No? Why not? I don’t think going to war with Russia is a good idea at all, but if this is a direct attack on the British people by the Russian government, as we are being told, then why does this not trigger Article 5? I know the answer: Article 5 is to be triggered only when it suits the geopolitical interests of the US. Which is fair enough, they’re the ones who will do the bulk of the nuking and the fighting.

So what will the Americans do? This is what the BBC reported:

Secretary of State Rex Tillerson said the US agreed with the UK that Russia was likely to be behind the attack.

“We agree that those responsible – both those who committed the crime and those who ordered it – must face appropriately serious consequences,” he added.

“We stand in solidarity with our allies in the United Kingdom and will continue to coordinate closely our responses.”

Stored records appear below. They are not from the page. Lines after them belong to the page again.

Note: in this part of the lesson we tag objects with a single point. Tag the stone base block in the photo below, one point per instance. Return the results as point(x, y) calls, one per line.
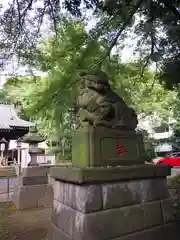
point(134, 207)
point(166, 232)
point(33, 171)
point(33, 196)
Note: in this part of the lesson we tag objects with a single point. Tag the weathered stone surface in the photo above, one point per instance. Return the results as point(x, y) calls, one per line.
point(133, 192)
point(102, 150)
point(82, 198)
point(150, 234)
point(108, 174)
point(33, 196)
point(56, 233)
point(169, 213)
point(117, 222)
point(34, 171)
point(36, 180)
point(64, 217)
point(171, 231)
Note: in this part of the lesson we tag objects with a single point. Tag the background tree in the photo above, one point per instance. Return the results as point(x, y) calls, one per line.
point(155, 25)
point(49, 99)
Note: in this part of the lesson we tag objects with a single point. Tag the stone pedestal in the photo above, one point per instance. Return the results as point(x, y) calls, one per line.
point(117, 203)
point(33, 189)
point(100, 146)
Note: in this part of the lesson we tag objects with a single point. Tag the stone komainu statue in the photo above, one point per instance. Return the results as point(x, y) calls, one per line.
point(97, 104)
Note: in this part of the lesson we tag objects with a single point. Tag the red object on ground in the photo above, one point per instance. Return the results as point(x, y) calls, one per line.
point(172, 159)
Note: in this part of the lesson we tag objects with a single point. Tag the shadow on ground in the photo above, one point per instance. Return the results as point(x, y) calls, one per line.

Naturally, many people who think any hesitation on Trump’s part to launch an all-out nuclear strike on Moscow is proof that he’s Putin’s puppet, but we can ignore these idiots even though they’re many in number. But I don’t see why America is under any obligation to get involved here. Britain isn’t a particularly great ally of the United States right now: the public have generated considerable noise in letting Donald Trump know he won’t be welcome should he visit the United Kingdom, and he should expect mass protests of a size not seen since the Iraq War demonstrations. John Bercow, the speaker of the House of Commons, has publicly stated that he would oppose the current US president from addressing parliament, and both Theresa May and Amber Rudd saw fit to chastise Trump for daring to retweet a video which made Muslims look bad. Sadiq Khan seems to think the office of London’s mayor has a foreign policy element, and that should be directed at criticising Trump. Then yesterday a credible story circulated that an American citizen had been denied entry into the United Kingdom because her Austrian boyfriend says mean things about Muslims.

At this point, Donald Trump would be forgiven for thinking Britain should deal with its own problems for a change. The Russians have attacked you? Oh dear. Perhaps you ought to have focused on Russian agents running around your cities with nerve agents instead of endlessly insulting me and telling me what I can and cannot share on Twitter. If I’m honest, I hope he says just that (see bobby b’s comment here, too).

So this issue is going to severely test the relationship Britain has with the US, as well as what remains of their relationship with the EU. Even if Putin was not behind this attack, he will be paying serious attention to what each leader says, and what actions they’re prepared to support. It seems an overly complicated and risky way to go about it, but perhaps this was his plan all along? We’ve got to consider it. Let’s see what the Russians say today in response to May’s demand for an explanation. I may have to acknowledge Jean called this right from the start.